A segunda é, vejam só: “Racing is life. The rest is waiting“. Sim, flatouters. Rudolf Caracciola antecipou a frase de Michael Delaney em mais ou menos 30 anos. Só que ele era alemão, então a frase deve ter saído mais ou menos assim: “Rennen ist Leben. Der Rest ist Warten”.
McQueen certamente conhecia Caracciola, afinal, nascido em 1930, o ator começou a se interessar por carros quando Caracciola ainda estava na ativa. Mas isso não significa que ele copiou a frase de Caracciola também, afinal, ainda não existia o Instagram para proliferar citações apócrifas. Mas não é por isso que estou dizendo que McQueen não se inspirou em Caracciola.
Primeiro porque não encontrei nenhuma fonte confiável de que Caracciola tenha realmente dito isso — especialmente porque procurei algumas variações em alemão (eu não falo alemão, mas consegui uma tradução confiável) e ninguém atribuiu esta frase a ele em sua língua materna. Isso não significa que ele não é o autor — significa apenas que não existem evidências de sua autoria publicadas na internet.
Mas na busca pela origem da frase encontrei um livro chamado “The Quote Verifier: Who Said What, Where, and When” do autor americano Ralph Keyes (“O Verificador de Citações: Quem Disse o Que, Onde e Quando”, inédito no Brasil). Ralph aparentemente pesquisou a origem e descobriu que a frase é um clichê dos “daredevils”, profissionais destemidos como dublês, pilotos de corrida, aviadores etc.

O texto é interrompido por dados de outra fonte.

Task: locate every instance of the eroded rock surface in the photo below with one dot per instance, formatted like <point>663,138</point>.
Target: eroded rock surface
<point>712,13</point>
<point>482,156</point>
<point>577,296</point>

A explicação é plausível, porque o momento em que nos sentimos mais vivos é quando deparamos com a possibilidade de morrer. E andar na corda-bamba, rasgar a Hunaudières a 400 km/h ou acelerar um carro com pneus diagonais e freios a tambor a 437 km/h em uma rodovia pública são situações em que você está a um pixel da morte. São sensações intensas que fazem o resto das atividades parecerem banais. Daí a origem do clichê. Você pode substituir “racing” por qualquer atividade perigosa que a frase continua com seu efeito impactante.

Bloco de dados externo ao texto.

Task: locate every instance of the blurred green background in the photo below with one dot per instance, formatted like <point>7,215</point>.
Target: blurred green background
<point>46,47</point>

Conclusão da história: pode continuar atribuindo a frase a Steve McQueen, Michael Delaney ou Rudolf Caracciola. Você não precisa ser o autor da frase para que a citação seja atribuída ao seu nome. Basta ter dito ao menos uma vez de forma que ela tenha ficado marcada no imaginário popular. Como diria a Madre Teresa de Calcutá: “Bons artistas copiam. Grandes artistas roubam”.